TORONTO - Les Jeux olympiques de Sotchi prendront leur envol dans un an et ils sont déjà sources d'inquiétudes.

Les musulmans circassiens, les maux de tête causés par la circulation, même les tremblements de terre sont craints. Mais le plus grand obstacle des Jeux de Sotchi pourrait bien être son climat.

Si vous croyiez que le climat de Vancouver s'est avéré un casse-tête pour les organisateurs des JO de 2010, vous n'avez rien vu.

"Au Canada si quelqu'un m'avait demandé de choisir l'endroit le moins suceptible d'organiser des Jeux d'hiver, j'aurais dit Vancouver, a déclaré David Phillips, climatologue principal d'Environnement Canada. En Russie, j'aurais répondu Sotchi. Je crois que nous pensons pouvoir tromper Mère Nature parfois."

Sotchi était le lieu de villégiature des apparatchiks de l'Union soviétique. Joseph Staline y avait sa résidence d'été, sa "datcha" plutôt mal nommée, puisqu'elle est aussi grande qu'un petit hôtel. On peut toujours la visiter.

Cette région de la Russie est un peu la Floride des États-Unis, avec ses palmiers et ses plages de la côte nord-est de la mer Noire, juste un peu au nord de la Turquie et au nord-est de la Grèce. Son climat est qualifié de subtropical.

"À Sotchi, vous pouvez profiter d'une mer chaude et de montagnes enneigées", se targuent les organisateurs.

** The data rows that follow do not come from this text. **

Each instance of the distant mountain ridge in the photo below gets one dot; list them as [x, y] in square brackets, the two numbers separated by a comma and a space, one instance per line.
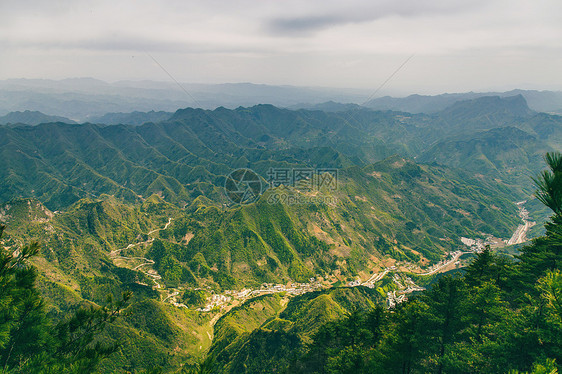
[87, 98]
[134, 118]
[31, 118]
[540, 101]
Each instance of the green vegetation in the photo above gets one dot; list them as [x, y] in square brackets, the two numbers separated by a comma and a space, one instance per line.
[140, 209]
[499, 316]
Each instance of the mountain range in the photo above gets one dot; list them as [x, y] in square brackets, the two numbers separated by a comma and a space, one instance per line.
[136, 202]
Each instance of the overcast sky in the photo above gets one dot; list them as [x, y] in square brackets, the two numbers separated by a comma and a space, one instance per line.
[457, 45]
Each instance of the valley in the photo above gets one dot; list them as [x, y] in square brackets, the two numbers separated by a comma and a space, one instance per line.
[142, 208]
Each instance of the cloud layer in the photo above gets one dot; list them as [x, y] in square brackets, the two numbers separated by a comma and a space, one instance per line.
[458, 45]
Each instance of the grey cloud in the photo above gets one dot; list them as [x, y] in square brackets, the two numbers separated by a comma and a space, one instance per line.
[359, 12]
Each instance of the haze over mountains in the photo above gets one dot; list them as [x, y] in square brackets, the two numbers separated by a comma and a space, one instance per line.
[134, 201]
[83, 99]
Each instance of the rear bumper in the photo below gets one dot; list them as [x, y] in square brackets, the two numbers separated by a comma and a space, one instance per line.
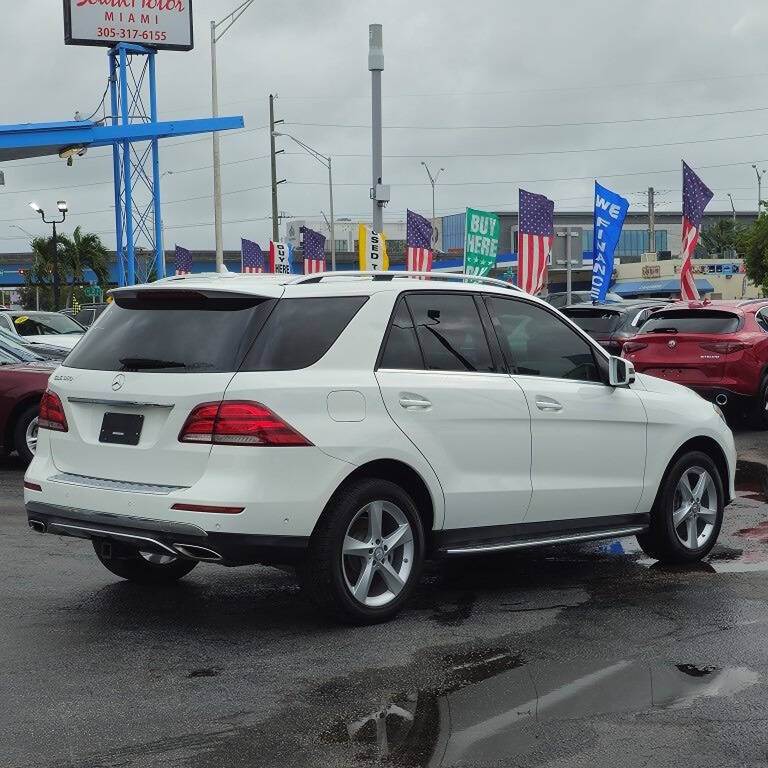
[184, 540]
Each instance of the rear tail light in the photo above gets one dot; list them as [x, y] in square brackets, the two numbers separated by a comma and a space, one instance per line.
[233, 422]
[52, 413]
[723, 347]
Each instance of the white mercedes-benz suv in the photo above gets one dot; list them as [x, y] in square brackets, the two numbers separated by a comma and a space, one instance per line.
[353, 425]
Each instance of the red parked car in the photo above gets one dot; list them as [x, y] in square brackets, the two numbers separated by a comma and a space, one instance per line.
[719, 349]
[21, 387]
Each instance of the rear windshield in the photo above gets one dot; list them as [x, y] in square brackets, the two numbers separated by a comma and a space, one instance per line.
[173, 332]
[691, 321]
[595, 319]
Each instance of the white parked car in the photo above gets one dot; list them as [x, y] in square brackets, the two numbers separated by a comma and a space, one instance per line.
[354, 425]
[52, 329]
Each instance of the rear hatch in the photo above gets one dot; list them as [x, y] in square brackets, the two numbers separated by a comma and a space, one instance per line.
[129, 386]
[688, 346]
[599, 322]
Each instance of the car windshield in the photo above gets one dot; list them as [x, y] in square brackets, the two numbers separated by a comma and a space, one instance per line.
[42, 323]
[691, 321]
[595, 320]
[11, 345]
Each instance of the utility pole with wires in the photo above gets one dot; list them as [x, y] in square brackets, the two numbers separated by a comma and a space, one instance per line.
[218, 30]
[651, 221]
[273, 159]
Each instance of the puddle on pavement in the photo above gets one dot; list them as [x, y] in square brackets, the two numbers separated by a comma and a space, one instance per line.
[494, 706]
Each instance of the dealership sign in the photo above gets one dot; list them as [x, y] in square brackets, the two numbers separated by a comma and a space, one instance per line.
[162, 24]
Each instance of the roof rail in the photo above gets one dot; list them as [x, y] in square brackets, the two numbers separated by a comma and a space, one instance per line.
[461, 277]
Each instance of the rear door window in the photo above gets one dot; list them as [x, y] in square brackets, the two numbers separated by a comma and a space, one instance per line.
[173, 331]
[401, 347]
[300, 331]
[450, 332]
[691, 321]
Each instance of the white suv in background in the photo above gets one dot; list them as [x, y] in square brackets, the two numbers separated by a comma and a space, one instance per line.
[354, 424]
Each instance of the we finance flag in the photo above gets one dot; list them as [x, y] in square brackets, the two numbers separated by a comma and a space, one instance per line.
[418, 239]
[536, 231]
[183, 261]
[314, 251]
[610, 211]
[280, 258]
[372, 247]
[696, 197]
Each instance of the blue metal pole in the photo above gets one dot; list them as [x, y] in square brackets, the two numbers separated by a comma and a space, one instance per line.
[159, 255]
[127, 181]
[116, 172]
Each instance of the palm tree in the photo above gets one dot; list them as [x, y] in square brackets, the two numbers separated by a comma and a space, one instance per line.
[80, 252]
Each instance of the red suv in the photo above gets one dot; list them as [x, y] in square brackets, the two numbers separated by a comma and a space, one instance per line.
[719, 349]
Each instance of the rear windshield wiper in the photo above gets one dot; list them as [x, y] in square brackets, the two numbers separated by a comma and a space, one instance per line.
[149, 362]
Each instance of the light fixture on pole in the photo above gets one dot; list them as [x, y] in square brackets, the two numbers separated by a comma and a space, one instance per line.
[759, 175]
[63, 209]
[326, 161]
[218, 30]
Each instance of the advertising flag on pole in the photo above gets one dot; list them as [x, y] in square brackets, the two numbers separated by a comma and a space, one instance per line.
[536, 230]
[696, 196]
[252, 258]
[418, 241]
[314, 251]
[372, 247]
[280, 258]
[183, 261]
[610, 210]
[481, 242]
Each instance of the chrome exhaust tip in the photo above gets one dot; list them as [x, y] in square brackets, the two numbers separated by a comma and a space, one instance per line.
[194, 552]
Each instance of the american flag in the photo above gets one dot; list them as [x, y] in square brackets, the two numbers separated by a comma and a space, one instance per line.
[418, 240]
[183, 261]
[536, 231]
[696, 195]
[252, 257]
[314, 254]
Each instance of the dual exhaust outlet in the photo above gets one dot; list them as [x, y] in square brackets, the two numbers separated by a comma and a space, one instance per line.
[190, 551]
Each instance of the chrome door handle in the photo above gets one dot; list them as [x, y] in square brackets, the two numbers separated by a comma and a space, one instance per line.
[412, 402]
[548, 404]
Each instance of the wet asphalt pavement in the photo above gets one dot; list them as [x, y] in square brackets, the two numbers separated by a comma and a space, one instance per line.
[586, 656]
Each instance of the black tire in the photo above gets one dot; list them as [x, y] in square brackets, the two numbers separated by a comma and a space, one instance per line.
[26, 417]
[661, 541]
[761, 406]
[322, 575]
[127, 563]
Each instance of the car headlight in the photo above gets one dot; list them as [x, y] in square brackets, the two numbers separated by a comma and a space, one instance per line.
[719, 412]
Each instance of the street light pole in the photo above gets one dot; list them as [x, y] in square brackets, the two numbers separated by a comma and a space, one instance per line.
[326, 161]
[759, 175]
[225, 23]
[63, 208]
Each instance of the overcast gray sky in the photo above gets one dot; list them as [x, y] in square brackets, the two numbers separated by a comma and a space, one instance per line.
[453, 70]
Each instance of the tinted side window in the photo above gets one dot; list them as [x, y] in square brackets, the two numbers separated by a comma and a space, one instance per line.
[450, 332]
[401, 349]
[300, 331]
[536, 343]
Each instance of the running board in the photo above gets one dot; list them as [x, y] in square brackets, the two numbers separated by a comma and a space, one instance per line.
[566, 538]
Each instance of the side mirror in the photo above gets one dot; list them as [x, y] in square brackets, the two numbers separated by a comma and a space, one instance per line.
[620, 372]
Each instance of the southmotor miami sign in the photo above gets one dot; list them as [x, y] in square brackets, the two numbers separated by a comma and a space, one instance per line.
[161, 24]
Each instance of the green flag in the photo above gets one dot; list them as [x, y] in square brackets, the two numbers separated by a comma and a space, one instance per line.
[481, 242]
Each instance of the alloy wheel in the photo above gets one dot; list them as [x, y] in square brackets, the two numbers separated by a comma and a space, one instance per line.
[377, 553]
[695, 507]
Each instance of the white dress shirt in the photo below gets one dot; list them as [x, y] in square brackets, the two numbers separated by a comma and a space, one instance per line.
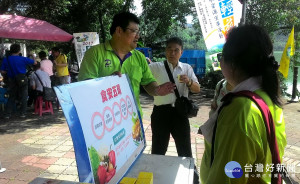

Phillips a étudié les données météorologiques pour Sotchi et le village de Krasnaïa Poliana, où seront disputées les épreuves de glisse, pour les comparer avec Vancouver et Whistler.

Il peut neiger à Sotchi, mais ce n'est pas la norme en vertu de sa température moyenne de 9 degrés Celsius en février, avec une pointe record à 24 degrés. C'est encore plus chaud qu'à Vancouver, qui a connu sa part d'ennuis météos pendant les derniers Jeux et où la moyenne est de 8 degrés Celsius en février, avec un record de 18 degrés.

Une petite balade en voiture vous permet d'atteindre les montagnes du Caucase, parmi les plus hautes d'Europe, où le nouveau complexe de ski a été construit pour ces Jeux. Les températures y sont moins chaudes qu'à Sotchi, mais Phillips a constaté qu'en moyenne, il y fait plus chaud qu'à Whistler.

Les températures extrêmes ont un plus grand écart qu'à Whistler cependant, le maximum record étant de 22 degrés Celsius et le minimum de moins 34, comparativement à 14 et moins 24 pour la ville canadienne, qui reçoit toutefois le double de précipitations en février.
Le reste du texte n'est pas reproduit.